I am trying to follow the argument. What evidence has my hon. Friend for his case? Let us take, for example, the Irish hospitals sweepstake lottery, which sells tickets on an international scale. Has my hon. Friend evidence to suggest that the Irish hospital service is as good as ours or as good as any financed by Governments? Is he advocating this kind of departure from our traditional forms of spending?

Mr. Tinn

I am not proposing that we should begin to finance the National Health Service from a national lottery. I am trying to make the point that there is an area of need which, though perhaps not so fundamental as the National Health Service, is still worth while and important. Some areas of that need are as urgent as medical research, which I specified as being a worthwhile objective. Many other worthwhile causes do not at present qualify for support from public funds. It is worth while to consider a change in the source of finance for such causes. I do not see a national lottery as an alternative source of finance for the National Health Service.

The Minister of State, Home Office (Mr. Mark Carlisle)

I agree that there are many good causes which need money. I do not find it unreasonable that they should get part of their proceeds from such matters as the hon. Gentleman suggests. However, will he apply his mind to how it is to be decided how to allocate the proceeds of a lottery amongst the various charities and demands that he has mentioned?

Mr. Tinn

That is a fair question. Obviously specialists would have to be chosen—perhaps including some with a knowledge of medical research—to assist. Distinguished people, some of whom are so ready to serve on various Royal Commissions and committees of inquiry, would have to be chosen. Each person would have to be selected because of his experience or knowledge of a possible area of benefit. The remaining members of the board would be drawn from the ranks of those that are gifted administratively—namely, those with promotional and advertising skill, and those with experience in commerce.

Mr. Alexander W. Lyon

I am sorry that my hon. Friend's speech has been peppered with interventions. Why is it more desirable that we should appoint a board to determine a sensible order of priorities rather than have the Government carry out that function on the basis of a rational approach to the whole problem of the needs of the social service? Why should not the case be put before the public? Why should not the public be asked to accept an increase in taxation to deal with these deficiencies?

Mr. Tinn

How lovely that is in theory. How can that point be made with any seriousness? I know that people write to hon. Members and demand that nurses should be paid more, and that more should be given to various causes. Nevertheless, an increase in taxation would be resisted. No one pays tax with a ready heart. That is a political implication that no Government, Labour or Conservative, can ever forget entirely. No Government will ever be able fully to satisfy the needs which have to be met, because of their knowledge and recog- nition of the consequences that would flow during elections.

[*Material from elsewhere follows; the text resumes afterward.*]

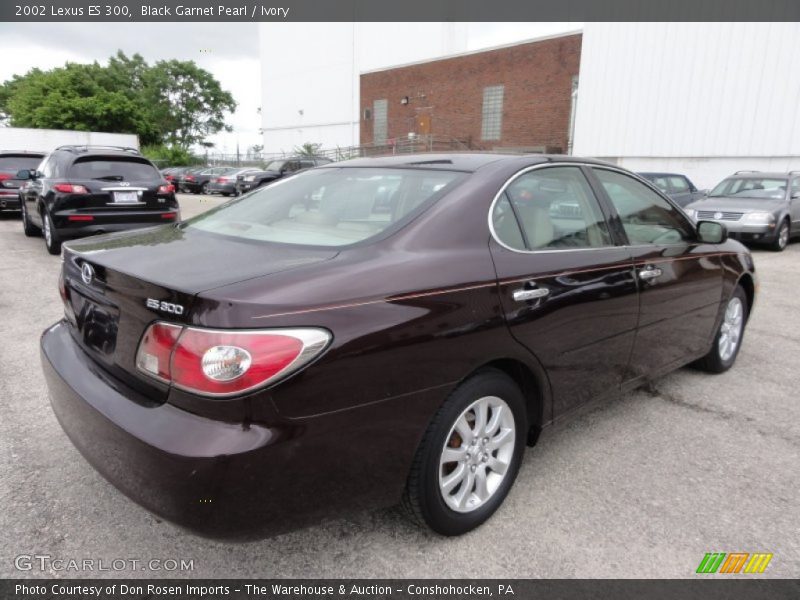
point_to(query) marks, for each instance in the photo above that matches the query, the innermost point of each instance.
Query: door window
(679, 185)
(646, 217)
(550, 208)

If a high principled and rationally applied order of priorities was put forward, without regard to the impact that it would have on the ordinary taxpayer—

Mr. Thomas Cox

rose

Mr. Tinn

I think that I have been over-generous already.

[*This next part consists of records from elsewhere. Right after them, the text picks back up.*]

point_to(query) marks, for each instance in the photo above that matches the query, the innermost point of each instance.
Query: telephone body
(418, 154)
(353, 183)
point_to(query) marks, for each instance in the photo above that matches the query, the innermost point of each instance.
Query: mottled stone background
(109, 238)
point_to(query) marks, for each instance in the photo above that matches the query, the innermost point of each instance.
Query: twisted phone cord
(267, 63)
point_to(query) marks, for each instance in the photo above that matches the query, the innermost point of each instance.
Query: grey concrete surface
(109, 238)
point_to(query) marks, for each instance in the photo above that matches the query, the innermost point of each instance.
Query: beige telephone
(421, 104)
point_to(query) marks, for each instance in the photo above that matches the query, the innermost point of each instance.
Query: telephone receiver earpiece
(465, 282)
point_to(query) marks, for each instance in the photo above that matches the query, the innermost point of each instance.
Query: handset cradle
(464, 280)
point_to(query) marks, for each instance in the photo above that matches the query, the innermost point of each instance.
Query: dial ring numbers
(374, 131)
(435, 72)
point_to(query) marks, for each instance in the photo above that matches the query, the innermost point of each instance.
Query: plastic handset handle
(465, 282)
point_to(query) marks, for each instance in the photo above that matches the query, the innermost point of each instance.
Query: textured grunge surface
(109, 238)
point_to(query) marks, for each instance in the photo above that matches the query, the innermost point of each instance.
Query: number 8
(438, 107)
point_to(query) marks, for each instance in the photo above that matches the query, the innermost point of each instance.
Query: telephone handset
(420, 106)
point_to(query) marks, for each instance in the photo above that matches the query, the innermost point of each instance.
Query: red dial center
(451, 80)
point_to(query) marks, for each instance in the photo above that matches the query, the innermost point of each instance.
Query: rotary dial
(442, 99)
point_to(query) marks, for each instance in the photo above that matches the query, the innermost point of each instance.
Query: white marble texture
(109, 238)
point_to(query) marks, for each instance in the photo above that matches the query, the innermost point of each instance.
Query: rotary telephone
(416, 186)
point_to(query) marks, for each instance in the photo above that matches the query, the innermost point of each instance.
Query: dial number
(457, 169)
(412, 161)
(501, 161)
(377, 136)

Even if my Bill does not meet with support from the Government, I hope that they will at least recognise the worthwhile nature of the general principles that it contains and consider bringing forward their own proposals.

3.59 p.m.

Mr. John Tilney (Liverpool, Wavertree)

I am worried about the unemployment situation on Merseyside. Before giving a Second Reading to the Bill we should consider how many people on Merseyside are employed in the pools, which are a form of national lottery.

It being Four o'clock, the debate stood adjourned.

Debate to be resumed on Friday next.